Friday, breakfast and lunch: Both fattening, both from fast-food places, both accompanied by a large Coke, both punctuated with bars of chocolate.

Enough! I really should join the gym.

Grocery shopping first; let’s finally do this.

Whole wheat bread, yes, and turkey breast lunch meat for sandwiches, good. Ground turkey, for turkey chili. A box of those 100-calorie-pack potato chips. (Not so good, but at least it’s cutting back, right?) Handfuls of fat-free yogurts, high-fiber cereal, fat-free milk. Veggies—lots of veggies. Oh, and fruit. Yes, fruit.

Dinner: Turkey chili. So good, so on track. But no, it needs shredded cheese on top. Can’t have chili without shredded cheese, right? I telephone my dinner guests, ask them to bring shredded cheese. We eat, see a show, come home. I have a glass of wine. Then another. Then, apparently, another ...

•••••

Saturday morning: Ow. My head. The empty bottle indicates how much I drank last night—and wait!—is that an empty box of my new 100-calorie-pack potato chips sitting on the counter?! Did I actually eat 16 individual packets of chips in one night while drunk?

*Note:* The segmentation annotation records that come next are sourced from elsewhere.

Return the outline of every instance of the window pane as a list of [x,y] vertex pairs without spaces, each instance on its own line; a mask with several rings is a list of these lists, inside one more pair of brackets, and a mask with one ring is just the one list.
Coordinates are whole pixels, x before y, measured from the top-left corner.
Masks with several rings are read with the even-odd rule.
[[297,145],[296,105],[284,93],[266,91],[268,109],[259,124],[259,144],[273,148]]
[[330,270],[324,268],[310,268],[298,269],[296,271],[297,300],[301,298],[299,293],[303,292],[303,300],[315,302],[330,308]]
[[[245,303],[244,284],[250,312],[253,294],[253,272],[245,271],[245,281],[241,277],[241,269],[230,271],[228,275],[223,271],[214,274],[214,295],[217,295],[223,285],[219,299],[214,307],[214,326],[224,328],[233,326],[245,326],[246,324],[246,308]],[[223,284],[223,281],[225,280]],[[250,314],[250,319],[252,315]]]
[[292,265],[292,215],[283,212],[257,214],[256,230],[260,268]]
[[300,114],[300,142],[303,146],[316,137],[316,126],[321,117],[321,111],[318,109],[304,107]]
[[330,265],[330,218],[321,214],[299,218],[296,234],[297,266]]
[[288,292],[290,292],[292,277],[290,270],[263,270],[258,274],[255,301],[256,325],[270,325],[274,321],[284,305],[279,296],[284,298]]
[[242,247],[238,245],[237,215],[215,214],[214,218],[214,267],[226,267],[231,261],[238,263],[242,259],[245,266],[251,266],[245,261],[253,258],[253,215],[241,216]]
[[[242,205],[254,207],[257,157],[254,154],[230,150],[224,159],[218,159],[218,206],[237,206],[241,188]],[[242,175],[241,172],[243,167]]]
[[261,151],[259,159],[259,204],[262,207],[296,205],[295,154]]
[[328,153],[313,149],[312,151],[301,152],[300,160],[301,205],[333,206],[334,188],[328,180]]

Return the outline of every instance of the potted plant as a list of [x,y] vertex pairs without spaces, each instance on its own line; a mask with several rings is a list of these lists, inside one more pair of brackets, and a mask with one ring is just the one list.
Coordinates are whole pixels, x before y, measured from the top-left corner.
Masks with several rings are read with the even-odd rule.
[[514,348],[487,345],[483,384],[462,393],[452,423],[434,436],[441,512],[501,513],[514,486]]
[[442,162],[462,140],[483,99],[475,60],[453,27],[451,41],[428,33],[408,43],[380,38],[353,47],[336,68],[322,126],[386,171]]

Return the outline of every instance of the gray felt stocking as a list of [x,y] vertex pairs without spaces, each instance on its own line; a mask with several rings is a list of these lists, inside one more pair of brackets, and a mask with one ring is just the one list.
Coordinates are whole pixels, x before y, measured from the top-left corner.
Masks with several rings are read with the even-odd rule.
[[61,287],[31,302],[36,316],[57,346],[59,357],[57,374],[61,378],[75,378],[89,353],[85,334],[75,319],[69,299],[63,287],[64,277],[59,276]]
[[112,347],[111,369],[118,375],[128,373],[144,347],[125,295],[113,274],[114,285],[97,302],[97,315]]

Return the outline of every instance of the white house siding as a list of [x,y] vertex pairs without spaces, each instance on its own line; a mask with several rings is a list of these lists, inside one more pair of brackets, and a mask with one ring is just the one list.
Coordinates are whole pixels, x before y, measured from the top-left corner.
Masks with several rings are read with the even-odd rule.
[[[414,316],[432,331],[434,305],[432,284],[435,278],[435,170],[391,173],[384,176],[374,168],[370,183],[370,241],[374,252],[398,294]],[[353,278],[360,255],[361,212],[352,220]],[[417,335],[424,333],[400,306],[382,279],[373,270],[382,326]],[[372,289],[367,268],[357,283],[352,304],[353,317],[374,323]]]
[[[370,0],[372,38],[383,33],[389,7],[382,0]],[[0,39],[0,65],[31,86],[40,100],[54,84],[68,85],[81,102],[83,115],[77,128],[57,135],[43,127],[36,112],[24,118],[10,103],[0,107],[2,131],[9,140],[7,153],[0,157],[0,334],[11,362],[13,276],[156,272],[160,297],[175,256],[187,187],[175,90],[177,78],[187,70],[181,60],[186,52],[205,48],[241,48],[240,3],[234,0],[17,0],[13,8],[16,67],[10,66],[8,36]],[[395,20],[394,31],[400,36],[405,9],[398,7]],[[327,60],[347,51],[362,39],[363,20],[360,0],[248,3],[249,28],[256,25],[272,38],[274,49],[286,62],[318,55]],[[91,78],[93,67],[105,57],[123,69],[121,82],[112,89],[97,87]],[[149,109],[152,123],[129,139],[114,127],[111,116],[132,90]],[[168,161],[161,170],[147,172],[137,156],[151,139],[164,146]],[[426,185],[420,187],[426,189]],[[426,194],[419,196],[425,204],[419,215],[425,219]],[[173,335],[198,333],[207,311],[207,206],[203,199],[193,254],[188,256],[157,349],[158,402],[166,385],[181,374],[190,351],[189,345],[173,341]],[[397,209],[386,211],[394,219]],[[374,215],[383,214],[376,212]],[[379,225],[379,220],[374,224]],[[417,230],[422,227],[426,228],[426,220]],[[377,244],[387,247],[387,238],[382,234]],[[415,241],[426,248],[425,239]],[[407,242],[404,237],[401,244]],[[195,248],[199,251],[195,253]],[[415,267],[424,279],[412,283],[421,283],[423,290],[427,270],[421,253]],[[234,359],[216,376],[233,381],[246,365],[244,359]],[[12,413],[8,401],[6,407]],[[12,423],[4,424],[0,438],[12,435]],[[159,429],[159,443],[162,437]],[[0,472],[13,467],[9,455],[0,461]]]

That’s it, I’m going for a walk, 3 miles to the Strip. I’ll walk back if I can.

Instead, I end up at the corner convenience store. Large Coke, please.

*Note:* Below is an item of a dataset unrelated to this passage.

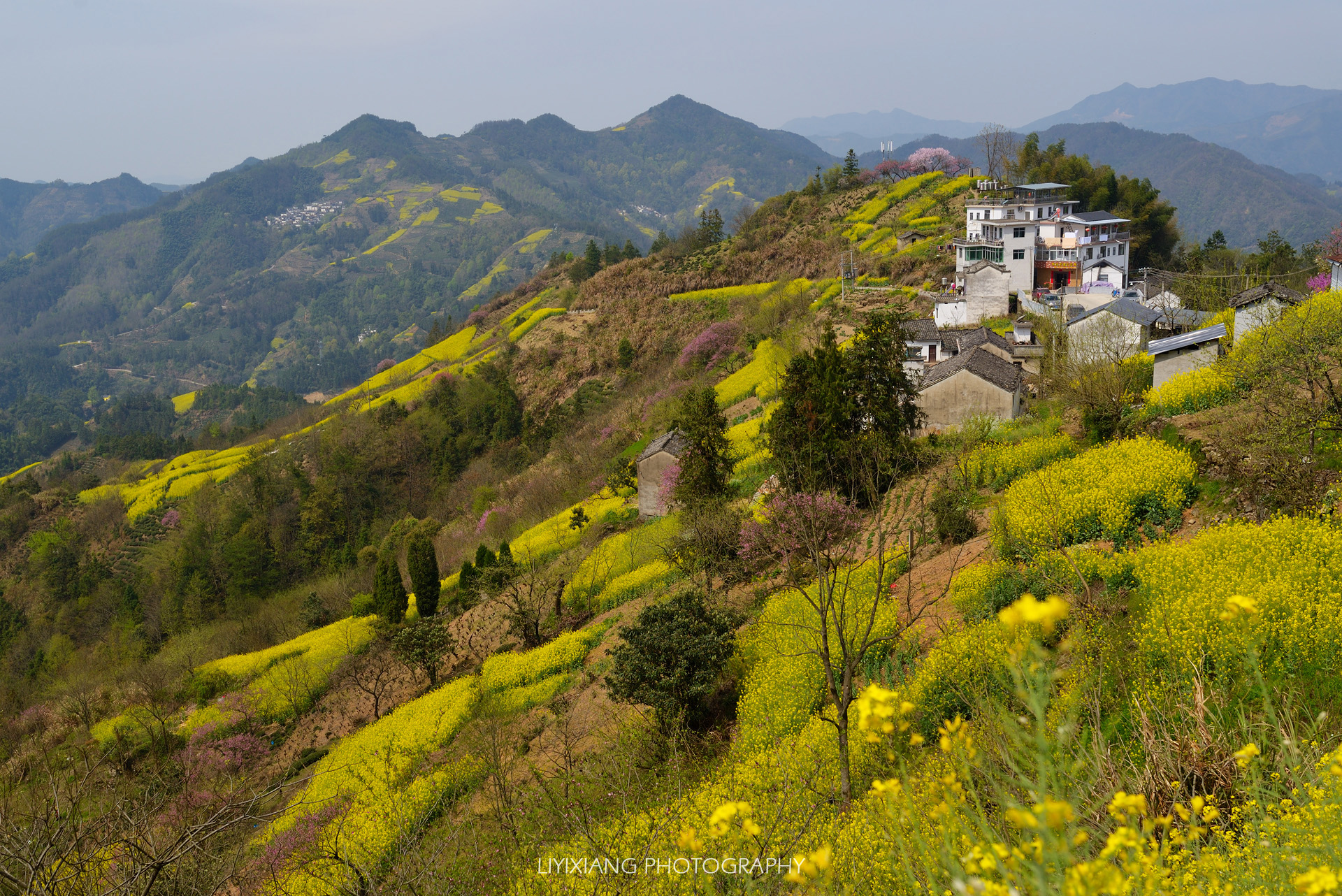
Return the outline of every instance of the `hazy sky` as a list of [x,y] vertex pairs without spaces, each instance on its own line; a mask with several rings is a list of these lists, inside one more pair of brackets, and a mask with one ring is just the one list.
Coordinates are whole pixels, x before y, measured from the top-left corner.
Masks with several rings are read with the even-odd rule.
[[1339,32],[1338,0],[0,0],[0,177],[191,182],[365,111],[597,129],[672,94],[1020,125],[1125,80],[1342,87]]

A jogger passes me on Flamingo, and I’m growing more irate. What is my problem? You know what? Screw this. It’s Vegas, baby. Live it up, have fun! We don’t need no stinkin’ diets.

•••••

Sunday: It was a great, controlled day. Yogurt with cereal and a banana for breakfast, turkey sandwich for lunch, and leftover turkey chili for dinner. (No cheese!) Water, water everywhere.

It’s late Sunday, and I’m just now back from seeing Stomp Out Loud. Can’t stop marveling at the performers’ athleticism, their stamina, those rock-hard bodies.

I begin to daydream, wishing I had a body like that, wishing that I could move said beautiful body in ways I could have never imagined, wishing my fat ass didn’t feel like it was crammed into that little seat in the audience. I catch myself tapping on a banana, rhythmically and artistically, of course.

Yes, tomorrow, I’ll join the gym. Tomorrow.

Maybe it’s not Vegas. Maybe it’s me.

Nick Divito is a Weekly staff writer.